VP LENI: It’s stronger now. When you have a common… common thing that you’re fighting for, it makes the group really stronger. We’ve been very vocal as far as—not just our disgust on how the government is handling inflation and the rice in… the rice crisis. But we have, in fact—our… members of the party who are in the Senate and the House of Representatives, have in fact filed bills already that we think would help… help… you know… fight… fight more inflation from coming. We think it’s not just dissenting, but actually suggesting ways by which we think government should do.
AMY PAMINTUAN: You feel that economic problems are strengthening the opposition?
VP LENI: In a way, it is. But it’s not a welcome—you know, we’re… we’re affected by it all, so it’s not something— You know, you always wish to be more united, you always wish to be stronger as a coalition, but not at the expense of the plight of our people. We think when… when we talk of inflation, when we talk of our rice crisis, we should… we should be willing to set aside politics and work together as one.
We have seen so much suffering on the ground. You know, as part of my Angat Buhay—our Angat Buhay—program, I visit the poorest towns and munici—the poorest towns and provinces—at least two days every week. And we hear of the same complaints over and over again: how poorer they all feel now. How some people do not eat three square meals a day anymore. You know, while it helped strengthen the opposition, you would want it to be resolved right away. And we are frustrated, how government has responded to the crisis. We think that it would have helped if it was addressed directly when it was just starting, that people should have the impression that the President is on top of the situation. Because we all know that confusion and fear among the people will drive the inflation further. That’s why I was telling you earlier that… that during the… the interview of Attorney Panelo to the President, I was very frustrated that he did not address it in the manner that I felt that he should have, because it would have, if at all, assured some of our… some of our kababayans that government is on top of the situation.
ROBY ALAMPAY: Madam Vice President, we only have about half a minute left. We’ll let you have the final word to the people.

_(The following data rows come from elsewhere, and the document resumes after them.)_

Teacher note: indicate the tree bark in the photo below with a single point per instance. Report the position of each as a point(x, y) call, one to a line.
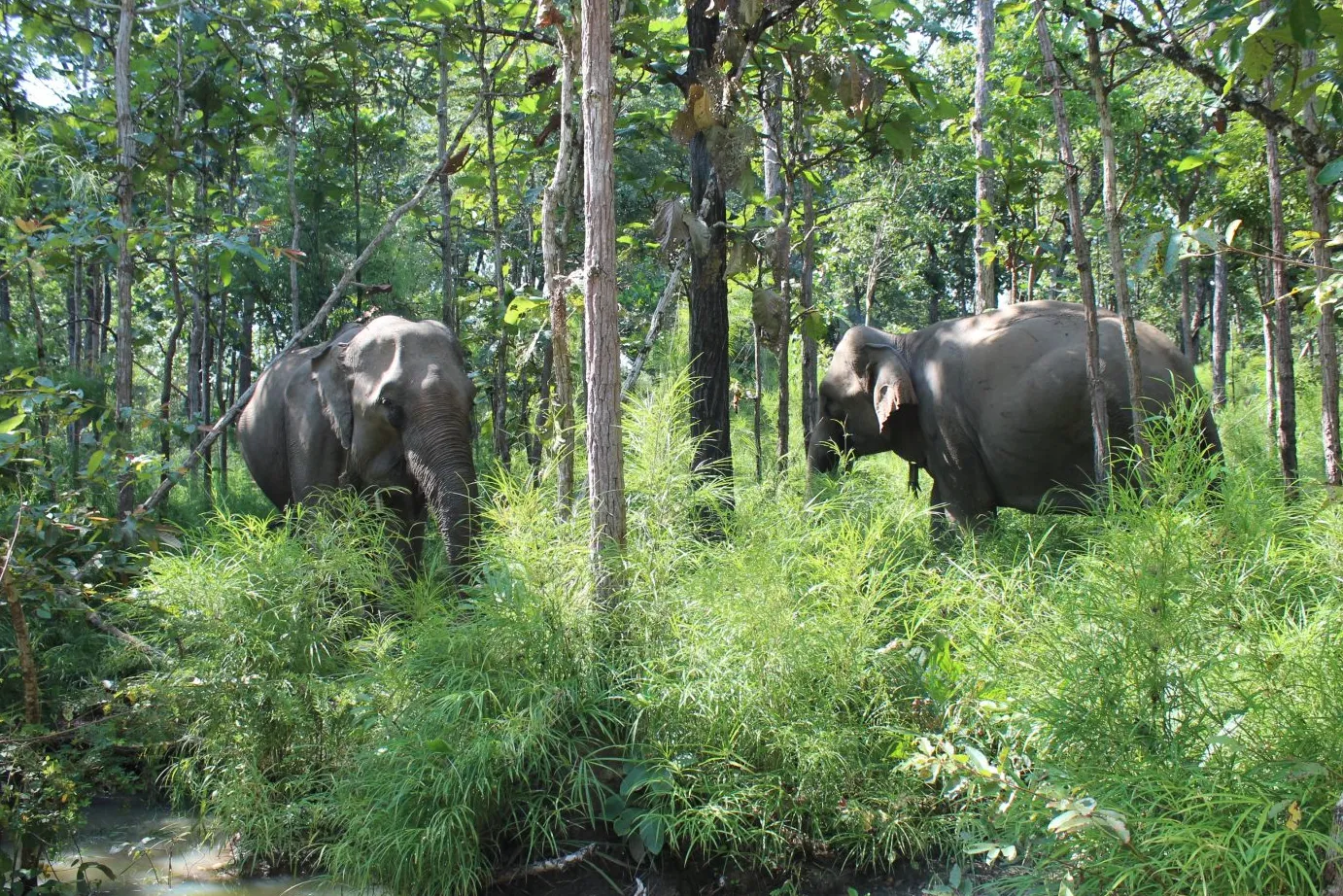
point(810, 385)
point(499, 394)
point(125, 260)
point(605, 469)
point(1284, 359)
point(709, 371)
point(445, 189)
point(23, 643)
point(1221, 332)
point(665, 304)
point(780, 260)
point(1082, 248)
point(986, 280)
point(1115, 236)
point(1326, 333)
point(295, 221)
point(554, 239)
point(319, 319)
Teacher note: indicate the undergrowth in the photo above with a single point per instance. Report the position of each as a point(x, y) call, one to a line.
point(821, 684)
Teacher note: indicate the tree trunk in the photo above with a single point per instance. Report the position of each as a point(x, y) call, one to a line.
point(105, 315)
point(1221, 332)
point(1284, 359)
point(554, 239)
point(1327, 333)
point(1082, 248)
point(1265, 289)
point(810, 385)
point(499, 394)
point(667, 304)
point(23, 646)
point(125, 260)
point(207, 365)
point(605, 473)
point(1115, 236)
point(780, 262)
point(986, 280)
point(709, 372)
point(445, 187)
point(294, 311)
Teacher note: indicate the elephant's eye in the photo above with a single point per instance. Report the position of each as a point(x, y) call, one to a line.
point(395, 415)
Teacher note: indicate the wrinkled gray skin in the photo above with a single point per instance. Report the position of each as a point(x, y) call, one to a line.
point(992, 406)
point(382, 406)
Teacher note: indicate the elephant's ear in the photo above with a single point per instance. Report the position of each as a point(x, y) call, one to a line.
point(890, 385)
point(332, 379)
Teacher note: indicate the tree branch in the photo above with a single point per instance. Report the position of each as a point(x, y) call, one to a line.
point(1315, 151)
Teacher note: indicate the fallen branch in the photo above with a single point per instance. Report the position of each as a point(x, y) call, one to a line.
point(547, 865)
point(98, 622)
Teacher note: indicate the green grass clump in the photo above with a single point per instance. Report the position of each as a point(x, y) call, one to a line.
point(819, 682)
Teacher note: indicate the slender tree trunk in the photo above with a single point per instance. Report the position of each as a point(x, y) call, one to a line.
point(1221, 332)
point(810, 385)
point(1115, 236)
point(295, 221)
point(1264, 282)
point(1327, 333)
point(125, 260)
point(1082, 248)
point(359, 208)
point(173, 273)
point(667, 306)
point(91, 306)
point(499, 396)
point(605, 473)
point(207, 365)
point(554, 239)
point(23, 646)
point(1284, 359)
point(445, 187)
point(709, 371)
point(986, 280)
point(105, 315)
point(780, 262)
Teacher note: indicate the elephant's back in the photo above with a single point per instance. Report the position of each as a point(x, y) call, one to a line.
point(262, 428)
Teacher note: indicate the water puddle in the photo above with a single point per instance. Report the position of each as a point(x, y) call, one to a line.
point(155, 852)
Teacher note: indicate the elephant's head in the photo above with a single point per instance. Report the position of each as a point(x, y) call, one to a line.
point(399, 399)
point(865, 399)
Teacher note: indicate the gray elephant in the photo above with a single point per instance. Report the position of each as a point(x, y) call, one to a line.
point(384, 404)
point(992, 406)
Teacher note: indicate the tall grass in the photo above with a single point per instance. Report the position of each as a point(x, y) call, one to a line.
point(767, 698)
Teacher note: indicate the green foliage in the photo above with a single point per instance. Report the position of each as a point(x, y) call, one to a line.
point(1162, 693)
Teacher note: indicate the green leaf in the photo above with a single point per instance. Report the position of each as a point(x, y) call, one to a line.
point(653, 833)
point(1304, 21)
point(1171, 254)
point(1329, 174)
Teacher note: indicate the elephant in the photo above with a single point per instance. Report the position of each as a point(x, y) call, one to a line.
point(994, 407)
point(383, 406)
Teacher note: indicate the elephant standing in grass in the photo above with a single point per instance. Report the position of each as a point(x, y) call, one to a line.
point(384, 406)
point(994, 406)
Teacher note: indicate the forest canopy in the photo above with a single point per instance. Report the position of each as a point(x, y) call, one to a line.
point(647, 630)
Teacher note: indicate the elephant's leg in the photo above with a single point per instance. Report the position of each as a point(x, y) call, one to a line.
point(943, 533)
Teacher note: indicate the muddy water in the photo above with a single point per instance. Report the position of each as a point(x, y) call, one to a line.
point(155, 852)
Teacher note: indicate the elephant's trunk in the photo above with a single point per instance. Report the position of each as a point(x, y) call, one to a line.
point(438, 453)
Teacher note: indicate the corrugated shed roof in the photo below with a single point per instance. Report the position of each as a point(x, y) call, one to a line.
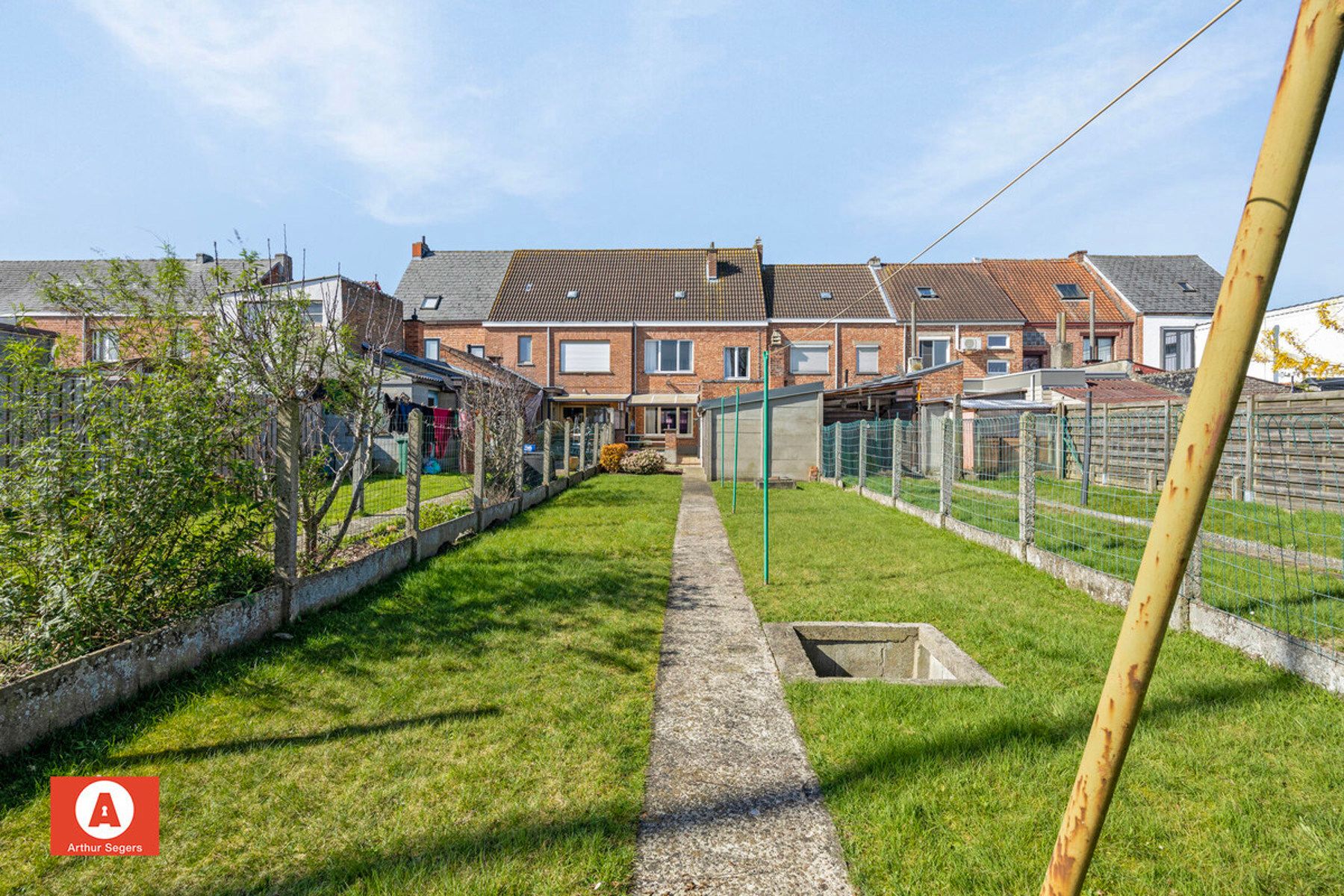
point(797, 290)
point(1152, 282)
point(467, 282)
point(1117, 391)
point(965, 292)
point(629, 285)
point(1030, 284)
point(22, 281)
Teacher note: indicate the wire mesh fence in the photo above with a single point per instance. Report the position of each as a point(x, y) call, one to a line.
point(1270, 553)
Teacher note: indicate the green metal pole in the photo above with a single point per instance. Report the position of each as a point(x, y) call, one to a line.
point(765, 464)
point(737, 415)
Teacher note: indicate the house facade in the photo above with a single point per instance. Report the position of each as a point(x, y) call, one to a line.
point(84, 337)
point(1169, 296)
point(1043, 289)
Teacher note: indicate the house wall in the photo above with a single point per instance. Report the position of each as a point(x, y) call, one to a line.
point(1077, 336)
point(1148, 335)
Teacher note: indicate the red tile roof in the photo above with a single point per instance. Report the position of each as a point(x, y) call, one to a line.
point(1030, 284)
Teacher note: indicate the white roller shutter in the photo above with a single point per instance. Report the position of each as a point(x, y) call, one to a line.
point(585, 358)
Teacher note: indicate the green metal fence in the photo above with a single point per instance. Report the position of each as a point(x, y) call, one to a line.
point(1275, 558)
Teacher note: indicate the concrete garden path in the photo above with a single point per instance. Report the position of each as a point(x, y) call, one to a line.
point(730, 805)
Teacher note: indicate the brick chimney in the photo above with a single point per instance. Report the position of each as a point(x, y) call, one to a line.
point(281, 269)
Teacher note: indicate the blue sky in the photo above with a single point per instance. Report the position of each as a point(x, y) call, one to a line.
point(833, 131)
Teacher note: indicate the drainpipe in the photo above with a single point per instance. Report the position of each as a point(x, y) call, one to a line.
point(1295, 124)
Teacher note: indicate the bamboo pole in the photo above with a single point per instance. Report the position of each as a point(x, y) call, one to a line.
point(1295, 122)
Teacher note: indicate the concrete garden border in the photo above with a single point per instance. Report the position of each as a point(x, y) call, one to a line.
point(43, 703)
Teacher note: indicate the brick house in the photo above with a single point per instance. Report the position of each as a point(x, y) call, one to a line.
point(1042, 289)
point(1169, 296)
point(82, 337)
point(632, 336)
point(956, 314)
point(447, 297)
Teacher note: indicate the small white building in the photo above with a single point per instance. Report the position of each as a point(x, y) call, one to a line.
point(1304, 321)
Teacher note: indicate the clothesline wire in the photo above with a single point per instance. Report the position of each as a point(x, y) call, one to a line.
point(1028, 168)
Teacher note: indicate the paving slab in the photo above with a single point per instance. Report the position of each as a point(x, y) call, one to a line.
point(732, 803)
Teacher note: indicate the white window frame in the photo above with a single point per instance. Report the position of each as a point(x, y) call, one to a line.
point(1102, 348)
point(858, 358)
point(566, 361)
point(729, 370)
point(793, 358)
point(682, 413)
point(105, 346)
point(653, 359)
point(947, 349)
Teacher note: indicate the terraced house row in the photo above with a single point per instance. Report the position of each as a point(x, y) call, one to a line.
point(636, 337)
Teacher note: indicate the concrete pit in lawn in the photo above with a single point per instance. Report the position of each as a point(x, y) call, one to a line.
point(912, 653)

VP LENI: Iyong sa atin pong mga kababayan, nagdaraan po tayo ngayon sa matinding pagsubok. Iyong pagtaasan ng presyo ng mga bilihin, iyong pong kakulangan sa bigas. Iyong sa akin lang po, panahon ito para magkaisa tayo. Malapit— Totoong malapit na iyong eleksyon, totoong marami tayong mga hindi pinagkakasunduan, pero pagdating sa kahirapan ng ating mga kababayan, kailangan magtulungan tayo.
At ito siguro, hinihingi ko din sa ating Pangulo saka sa iba pang members of the official family, na assure us that you’re on top of things. Kinakailangan namin bilang mga mamamayan maintindihan na alam niyo kung saan kami dadalhin. Iyong nakakapahirap kasi ng sitwasyon ngayon… iyong… iyong ginagawa sa araw-araw ng pamahalaan, lalong nakakadagdag sa kalituhan. Iyong hinihiling lang sana namin, sabihin sa atin saan ba tayo patutungo? Ano iyong plano para sa bansa? Para— Iyon iyong kailangan para magkaisa tayong lahat. Mahirap magkaisa kung hindi alam kung saan… saan iyong daan. Kaya iyong sa atin, we look for leadership now. We ask the President to set aside all things political and concentrate on what’s urgent. And what’s more urgent than the hunger and the suffering being experienced by our people?
ROBY ALAMPAY: Vice President Leni Robredo, maraming salamat po.
VP LENI: Maraming salamat.
ROBY ALAMPAY: And that will be all for this edition of The Chiefs, but we hope what was discussed here will keep the conversation going. I’m Roby Alampay of BusinessWorld.
AMY PAMINTUAN: I’m Amy Pamintuan of The Philippine Star.
ED LINGAO: I am Ed Lingao of News5. And we are One News.